Where the Revenue Comes From
Oil sales (~37% of Q1 2026 revenue based on $9.5M oil revenue out of $25.6M total)
Natural gas and NGL sales (~63% of Q1 2026 revenue)
Who buys: Energy refiners, natural gas distributors, and industrial users.
Why It Works (Competitive Advantages)
- ✔Operational efficiency: Demonstrated by its high 52.3% adjusted EBITDA margin in Q1 2026.
- ✔Prudent capital management: Consistent debt reduction efforts, significantly improving financial health.
- ✔Focused asset base: Concentrated operations in key basins allow for optimized development and production.

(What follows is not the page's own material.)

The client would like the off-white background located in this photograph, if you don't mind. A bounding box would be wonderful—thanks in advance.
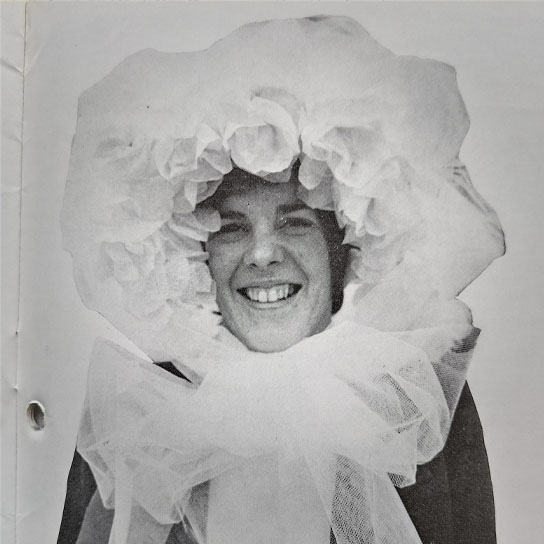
[11,3,544,544]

Economic Moat: None (Efficient Scale (through operational excellence rather than unique market position))
What Our Analysis Says
DVR Score as of May 28, 2026
Epsilon Energy Ltd. (EPSN) continues to demonstrate exceptional operational execution within the mature E&P sector, as evidenced by its Q1 2026 results. Revenue surged +58% YoY, oil volumes increased +199% YoY, and the company maintained a very strong adjusted EBITDA margin of 52.3%. Prudent debt management, with a reduction to $45.5 million, further strengthens its financial health. While the inherent nature of the E&P industry limits its 10x growth potential through market disruption, its strong financial performance and efficient capital allocation make it an attractive small-cap for a re-rating within its sector. The score remains consistent with the previous assessment, acknowledging strong performance without new catalysts to significantly change its long-term multi-bagger outlook.